Denunciou, mas o Governo traiu-a - TVI

Denunciou, mas o Governo traiu-a

Alice Marques

E-mail que enviou foi parar às mãos «erradas». Com a ajuda do Estado

Relacionados
Escreveu um e-mail ao Governo, denunciando o que considera ser uma dívida fiscal de uma empresa. As perguntas que enviou ao cuidado do Ministério das Finanças acabaram na mão da administradora da firma para a qual trabalhava. O resultado foi penoso para a carteira. A empresa estava em processo de dissolução e da indemnização que lhe cabia foram retirados 3500 euros. O «castigo», como lhe chama Alice Marques, foi-lhe apresentado sem escapatória possível. «Disseram-me que ou levava este montante ou não levava nada, e tinha uma suspensão por processo disciplinar».

O dia, não o esquece: «Se não estivesse sentada, tinha caído para o lado», diz Alice Marques ao PortugalDiário, revivendo o momento em que a administradora, com uma cópia do e-mail que a então funcionária tinha colocado no portal do Governo, questionou a sua lealdade para com a empresa.

No portal, Alice desabafou. O espaço, dedicado ao cidadão, no qual o Executivo promete responder às dúvidas dos portugueses, tem explícitas regras de confidencialidade.

A ex-funcionária explica que escrevia como cidadã com «os impostos em dia». E queria saber se era ou não verdade que às Fábricas Mendes Godinho, participadas em 75 por cento pela Parpública, tinha sido perdoada uma dívida fiscal. «Quando faço a pergunta no portal do Governo é na qualidade de contribuinte e não de trabalhadora da empresa», ressalva.

O portal do Governo funciona como um espaço onde é possível colocar dúvidas ou até sugestões, que são reencaminhadas posteriormente para os ministérios competentes. Daí, os e-mails são reenviados para as secretarias de Estado aptas a analisar a pergunta. «Estava à espera que o percurso do meu e-mail fosse parar na Direcção-Geral de Contribuições e Impostos. Esperava duas respostas, que aceitava igualmente sem questionar: ou que iriam investigar ou que estava tudo regularizado».

O que Alice não esperava é que «as mensagens fossem para às mãos da administradora» da Fábricas Mendes Godinho, em Tomar, na altura em processo de dissolução. «Trabalhei 22 anos na empresa. Era chefe dos serviços administrativos», diz Alice agora no desemprego.

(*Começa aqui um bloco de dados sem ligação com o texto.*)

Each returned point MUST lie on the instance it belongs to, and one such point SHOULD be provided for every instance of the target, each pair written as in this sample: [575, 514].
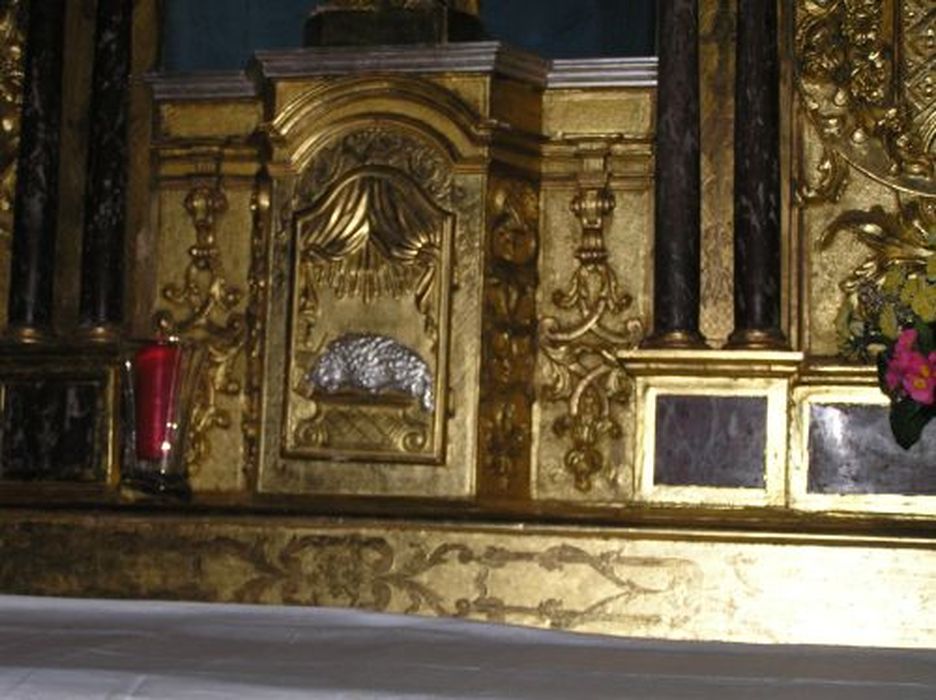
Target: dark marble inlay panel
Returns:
[52, 430]
[851, 450]
[711, 441]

Além do corte na indemnização, esta mulher fala dos danos causados pela «traição» do Estado que há meses pediu aos funcionários públicos que denunciassem situações fraudulentas e que «agora prejudica quem exerce o seu direito de cidadania». Por isso, vai processar o Estado «pela falta de respeito e violação dos direitos dos utilizadores do portal», e a empresa para que lhe seja ressarcido «o montante descontado abusivamente, sob a forma de chantagem e coação».

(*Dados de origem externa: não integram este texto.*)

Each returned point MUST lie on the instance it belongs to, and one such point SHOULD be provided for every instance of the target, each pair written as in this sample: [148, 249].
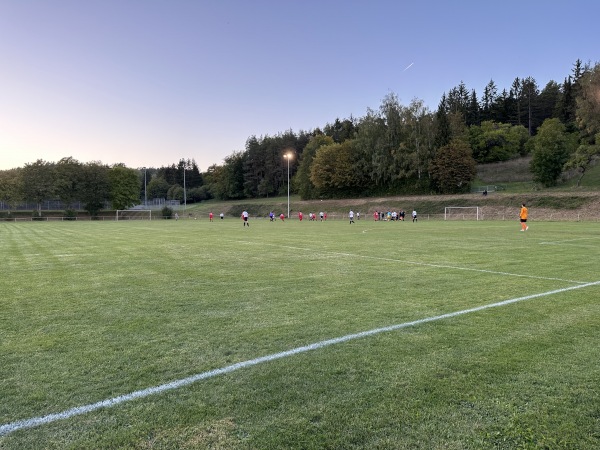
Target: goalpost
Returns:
[134, 214]
[462, 213]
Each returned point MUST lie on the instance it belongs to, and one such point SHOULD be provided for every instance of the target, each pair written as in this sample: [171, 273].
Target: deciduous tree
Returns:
[453, 169]
[552, 147]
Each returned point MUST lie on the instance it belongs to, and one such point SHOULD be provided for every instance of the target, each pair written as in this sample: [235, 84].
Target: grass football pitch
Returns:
[299, 335]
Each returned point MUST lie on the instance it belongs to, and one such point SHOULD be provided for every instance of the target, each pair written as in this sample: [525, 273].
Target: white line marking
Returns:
[566, 241]
[79, 410]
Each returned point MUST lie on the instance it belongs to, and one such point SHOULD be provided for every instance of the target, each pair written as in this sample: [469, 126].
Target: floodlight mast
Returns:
[288, 156]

«É o Estado que têm o dever de preservar os direitos, liberdades e garantias de todos os portugueses. E é através de um portal do Governo que essa violação se faz?», questiona indignada.

O PDiário foi à procura do e-mail, trilhando o percurso por onde seguem as mensagens electrónicas colocadas no portal, mais de 1500 só este ano. As regras de confidencialidade foram confirmadas pelo Gabinete da Presidência do Conselho de Ministros, que tutela o portal, assegurando que «não há difusão pública» dos textos nem da identidade do cidadão. Sobre o caso concreto que expôs Alice Marques - violando identidade e correio electrónico - o PDiário não conseguiu obter resposta.

Leia aqui o percurso e a cronologia por onde «viajou» a denúncia, devidamente identificada, de Alice. Como se trata de uma denúncia fiscal, o tema está sujeito a sigilo e é impossível determinar o estado do processo, explicam-nos do gabinete de Teixeira dos Santos.

Questionada a administradora delegada na extinta Fábrica Mendes Godinho, e quadro da Parpública - empresa que agrega as participações públicas do Estado - o PortugalDiário, apesar de ter tentado por diversas vezes, não obteve resposta.